Do niedawna maj był czasem pierwszych komunii. W tym roku Pierwszej Komunii Świętej nie będzie jednak w aż 15 polskich diecezjach. Komunijny przestój potrwa aż do 2017 roku, gdy Kościół zakończy proces przystosowywania się do zmian wprowadzanych przez rząd Donalda Tuska. Chodzi o reformę, w wyniku której do szkoły pójdą 6-letnie dzieci.
Do Pierwszej Komunii Świętej nie pójdą w tym roku m.in. dzieci z diecezji warszawsko-praskiej, krakowskiej i gnieźnieńskiej. W sumie – jak ustaliła „Rzeczpospolita” – pierwsze komunie nie odbędą się w 15 diecezjach (łącznie jest ich 41). W pięciu diecezjach, m.in. łódzkiej i rzeszowskiej, komunijna przerwa wystąpi w 2015 roku. W sześciu kolejnych – w 2016.
Pozostałe diecezje nie planują przerwy, ale do Pierwszej Komunii Świętej pójdzie w nich mniej dzieci niż zazwyczaj. Sytuacja wróci do normy dopiero w 2017 roku, kiedy Pierwsza Komunia Święta ma być organizowana we wszystkich polskich diecezjach.
Przyczyną zamieszania są decyzje rządu, który postanowił posłać do szkół 6-letnie dzieci. Nowe regulacje miały zostać wprowadzone w 2009 roku, ale nastąpiło opóźnienie, w związku którym zaczną obowiązywać dopiero w tym roku.

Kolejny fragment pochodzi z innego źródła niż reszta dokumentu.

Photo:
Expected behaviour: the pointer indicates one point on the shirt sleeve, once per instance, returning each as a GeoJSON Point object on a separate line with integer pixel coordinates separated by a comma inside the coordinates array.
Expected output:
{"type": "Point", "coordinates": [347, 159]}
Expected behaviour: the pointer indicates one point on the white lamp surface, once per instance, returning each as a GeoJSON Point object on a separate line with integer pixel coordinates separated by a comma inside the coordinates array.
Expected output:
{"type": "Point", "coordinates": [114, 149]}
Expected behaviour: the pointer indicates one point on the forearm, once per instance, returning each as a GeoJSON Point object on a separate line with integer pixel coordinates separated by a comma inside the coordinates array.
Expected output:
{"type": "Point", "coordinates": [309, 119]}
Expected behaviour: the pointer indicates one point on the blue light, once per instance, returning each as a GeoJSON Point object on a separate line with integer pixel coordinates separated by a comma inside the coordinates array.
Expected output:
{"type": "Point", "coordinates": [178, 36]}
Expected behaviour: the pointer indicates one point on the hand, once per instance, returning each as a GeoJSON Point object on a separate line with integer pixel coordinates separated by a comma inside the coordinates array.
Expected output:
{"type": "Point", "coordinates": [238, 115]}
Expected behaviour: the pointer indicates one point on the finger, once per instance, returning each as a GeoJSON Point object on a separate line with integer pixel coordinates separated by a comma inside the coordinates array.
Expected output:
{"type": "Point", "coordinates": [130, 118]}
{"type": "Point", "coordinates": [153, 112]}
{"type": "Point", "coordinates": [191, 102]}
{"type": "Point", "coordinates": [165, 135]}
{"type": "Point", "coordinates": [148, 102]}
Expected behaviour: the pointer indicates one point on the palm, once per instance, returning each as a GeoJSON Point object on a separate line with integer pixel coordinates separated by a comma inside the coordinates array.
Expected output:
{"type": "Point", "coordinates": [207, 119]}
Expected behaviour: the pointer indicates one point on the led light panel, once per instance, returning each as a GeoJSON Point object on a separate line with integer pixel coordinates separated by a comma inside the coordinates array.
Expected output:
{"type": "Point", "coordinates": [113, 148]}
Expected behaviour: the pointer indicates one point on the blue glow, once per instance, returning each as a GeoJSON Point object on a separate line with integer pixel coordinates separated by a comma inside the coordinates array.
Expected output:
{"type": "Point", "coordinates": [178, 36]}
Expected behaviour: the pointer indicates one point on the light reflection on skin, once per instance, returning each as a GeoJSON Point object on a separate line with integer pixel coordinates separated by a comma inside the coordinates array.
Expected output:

Jaki ma to związek z komuniami? Do tej pory do Pierwszej Komunii Świętej przystępowały dzieci z drugich klas szkół podstawowych, czyli 8-latki. Po wprowadzeniu rządowych zmian do klas drugich będą chodzić dzieci o rok młodsze, czyli 7-latki. Episkopat uznał zaś, że w wieku 7 lat dziecko nie jest jeszcze gotowe do przyjęcia sakramentu. Dlatego biskupi postanowili, że do Pierwszej Komunii Świętej będą przystępować trzecioklasiści.
W związku z tym, że rządowa reforma była odkładana w czasie, diecezje nie wprowadzają zarządzonej przez episkopat zmiany jednocześnie.